The Scientific Computing Department (SCD) provides world class leading edge compute and data storage infrastructure to support the work of world class science both within STFC, the UK and internationally.
The Research Infrastructure (RI) group (within SCD) defines, develops and manages the underpinning scientific computing infrastructure used to provide an extensive range of national and international science projects including the GridPP Tier1 service, the JASMIN super data cluster, STFC’s central HPC cluster as well as computing support for STFC facilities such as the ISIS Neutron Source, the Central Laser Facility plus the Diamond Light Source.
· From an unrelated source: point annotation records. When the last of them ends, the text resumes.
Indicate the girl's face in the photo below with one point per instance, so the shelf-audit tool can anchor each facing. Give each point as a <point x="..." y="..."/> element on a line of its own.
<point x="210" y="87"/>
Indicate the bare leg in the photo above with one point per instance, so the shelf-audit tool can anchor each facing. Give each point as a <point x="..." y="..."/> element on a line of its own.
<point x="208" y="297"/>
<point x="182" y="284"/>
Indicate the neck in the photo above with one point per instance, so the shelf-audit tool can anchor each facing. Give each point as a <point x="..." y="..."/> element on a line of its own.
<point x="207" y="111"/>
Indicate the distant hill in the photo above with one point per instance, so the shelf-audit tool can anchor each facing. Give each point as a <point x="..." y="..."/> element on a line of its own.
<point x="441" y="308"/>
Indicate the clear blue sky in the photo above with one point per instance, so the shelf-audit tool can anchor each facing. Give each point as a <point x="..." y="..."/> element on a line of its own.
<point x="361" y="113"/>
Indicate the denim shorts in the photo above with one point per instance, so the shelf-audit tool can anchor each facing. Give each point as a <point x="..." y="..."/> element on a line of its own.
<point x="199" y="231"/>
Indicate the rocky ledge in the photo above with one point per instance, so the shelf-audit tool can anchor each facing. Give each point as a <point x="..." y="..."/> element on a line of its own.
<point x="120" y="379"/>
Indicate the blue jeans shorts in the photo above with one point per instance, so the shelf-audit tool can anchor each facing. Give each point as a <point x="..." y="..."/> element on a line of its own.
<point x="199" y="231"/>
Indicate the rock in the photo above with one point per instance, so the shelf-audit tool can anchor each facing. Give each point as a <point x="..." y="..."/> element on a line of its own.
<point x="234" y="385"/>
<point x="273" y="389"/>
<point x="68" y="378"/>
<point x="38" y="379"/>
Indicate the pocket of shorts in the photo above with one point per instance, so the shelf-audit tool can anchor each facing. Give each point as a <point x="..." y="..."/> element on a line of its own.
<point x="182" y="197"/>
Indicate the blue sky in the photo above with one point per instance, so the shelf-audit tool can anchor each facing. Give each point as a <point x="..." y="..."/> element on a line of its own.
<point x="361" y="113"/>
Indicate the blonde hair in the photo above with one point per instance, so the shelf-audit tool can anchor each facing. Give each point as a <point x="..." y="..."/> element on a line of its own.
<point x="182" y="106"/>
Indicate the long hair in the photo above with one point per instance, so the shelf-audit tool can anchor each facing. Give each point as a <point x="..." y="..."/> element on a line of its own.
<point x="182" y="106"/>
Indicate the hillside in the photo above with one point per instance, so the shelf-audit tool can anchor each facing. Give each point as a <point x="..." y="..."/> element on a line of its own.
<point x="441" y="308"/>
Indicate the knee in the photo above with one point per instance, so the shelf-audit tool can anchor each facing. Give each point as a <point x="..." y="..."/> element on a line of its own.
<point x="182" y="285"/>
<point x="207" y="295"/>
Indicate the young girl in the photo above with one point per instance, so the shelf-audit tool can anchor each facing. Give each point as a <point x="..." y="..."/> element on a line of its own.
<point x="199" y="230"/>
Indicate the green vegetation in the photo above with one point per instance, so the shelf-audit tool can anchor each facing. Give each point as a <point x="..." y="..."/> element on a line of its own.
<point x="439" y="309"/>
The RI group currently has a vacancy for a highly motivated Linux Systems and Services Administrator to join the team that manages the extensive computing infrastructure that supports the large science projects as well as general purpose computing resources used by the SCD. The current infrastructure includes 20000+ CPU cores, 30PB+ online data storage, near line tape storage, complex virtualisation and cloud installations all underpinned by high performance networking.
The post is based at the STFC Rutherford laboratory in Oxfordshire.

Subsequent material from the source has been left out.